Er Gunay, Akan Onur, Koman Fatmanur, Demirhan Esma, Kuru Ömer
Department of Algology, Seyrantepe Hamidiye Etfal Training and Research Hospital, İstanbul, Türkiye.
Department of Neurology, Prof. Dr. Cemil Taşçıoğlu State Hospital, İstanbul, Türkiye.
Turk J Phys Med Rehabil. 2025 Feb 24;71(1):122-126. doi: 10.5606/tftrd.2024.14629. eCollection 2025 Mar.
Herein, we reported a case of spinal myoclonus following an ultrasound-guided suprascapular nerve block.
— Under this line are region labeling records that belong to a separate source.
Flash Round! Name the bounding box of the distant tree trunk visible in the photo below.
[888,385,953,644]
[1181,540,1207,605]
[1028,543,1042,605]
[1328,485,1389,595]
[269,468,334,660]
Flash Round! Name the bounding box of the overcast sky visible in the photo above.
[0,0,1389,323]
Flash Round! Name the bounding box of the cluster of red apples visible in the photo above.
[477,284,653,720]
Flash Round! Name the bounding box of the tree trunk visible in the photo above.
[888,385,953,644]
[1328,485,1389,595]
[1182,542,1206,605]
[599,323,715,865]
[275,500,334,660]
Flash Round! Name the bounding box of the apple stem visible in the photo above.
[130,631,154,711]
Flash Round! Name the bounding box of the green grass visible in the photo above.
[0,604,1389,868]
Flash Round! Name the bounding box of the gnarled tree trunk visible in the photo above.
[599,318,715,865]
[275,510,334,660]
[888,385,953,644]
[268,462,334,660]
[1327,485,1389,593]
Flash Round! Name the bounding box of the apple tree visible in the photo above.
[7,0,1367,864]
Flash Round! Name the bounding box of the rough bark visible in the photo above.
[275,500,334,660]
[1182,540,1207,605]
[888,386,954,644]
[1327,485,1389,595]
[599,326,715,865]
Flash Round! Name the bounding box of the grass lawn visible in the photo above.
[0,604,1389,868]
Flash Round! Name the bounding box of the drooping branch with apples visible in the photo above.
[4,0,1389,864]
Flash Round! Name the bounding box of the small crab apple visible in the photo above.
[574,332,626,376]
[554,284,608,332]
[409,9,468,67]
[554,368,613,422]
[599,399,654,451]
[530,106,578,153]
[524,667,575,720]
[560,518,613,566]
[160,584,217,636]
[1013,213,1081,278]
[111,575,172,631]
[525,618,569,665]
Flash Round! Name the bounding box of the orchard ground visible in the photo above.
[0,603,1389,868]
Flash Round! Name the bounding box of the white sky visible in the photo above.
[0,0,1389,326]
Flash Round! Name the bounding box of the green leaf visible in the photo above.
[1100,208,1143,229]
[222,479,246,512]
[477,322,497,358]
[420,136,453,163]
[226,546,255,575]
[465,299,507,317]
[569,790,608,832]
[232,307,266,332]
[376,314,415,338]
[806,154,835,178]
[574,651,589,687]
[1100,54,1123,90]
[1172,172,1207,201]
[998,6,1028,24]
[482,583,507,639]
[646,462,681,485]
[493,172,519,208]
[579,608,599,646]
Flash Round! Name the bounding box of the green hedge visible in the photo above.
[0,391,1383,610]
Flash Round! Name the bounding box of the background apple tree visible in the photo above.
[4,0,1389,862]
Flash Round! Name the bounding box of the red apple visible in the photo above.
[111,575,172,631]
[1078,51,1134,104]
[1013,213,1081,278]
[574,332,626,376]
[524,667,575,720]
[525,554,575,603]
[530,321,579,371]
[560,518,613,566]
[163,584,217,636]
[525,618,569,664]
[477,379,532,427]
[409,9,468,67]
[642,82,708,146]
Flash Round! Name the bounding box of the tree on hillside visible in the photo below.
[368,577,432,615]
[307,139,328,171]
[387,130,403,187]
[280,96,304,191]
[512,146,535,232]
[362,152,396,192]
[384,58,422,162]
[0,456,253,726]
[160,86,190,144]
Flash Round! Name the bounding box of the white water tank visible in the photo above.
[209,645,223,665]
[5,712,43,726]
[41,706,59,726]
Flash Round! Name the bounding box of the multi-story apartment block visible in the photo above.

A 58-year-old male patient who had a diagnosis of calcific tendinitis inside the right supraspinatus tendon received a right suprascapular nerve block (3 mL of 2% prilocaine mixed with 2 mL of 1% lidocaine) under the guidance of ultrasound. Sudden, painless, and involuntary movements began in the upper extremity 10 min after the intervention. Three months after the injection, the involuntary movements were entirely stopped. Involuntary, painless, and brief muscle jerks may be suggestive of myoclonus after interventions with local anesthetics.
在此,我们报告了一例超声引导下肩胛上神经阻滞后发生脊髓性肌阵挛的病例。一名58岁男性患者,诊断为右冈上肌腱钙化性肌腱炎,在超声引导下接受了右肩胛上神经阻滞(3毫升2%丙胺卡因与2毫升1%利多卡因混合)。干预后10分钟,上肢突然出现无痛性不自主运动。注射后三个月,不自主运动完全停止。局部麻醉剂干预后出现的不自主、无痛且短暂的肌肉抽搐可能提示肌阵挛。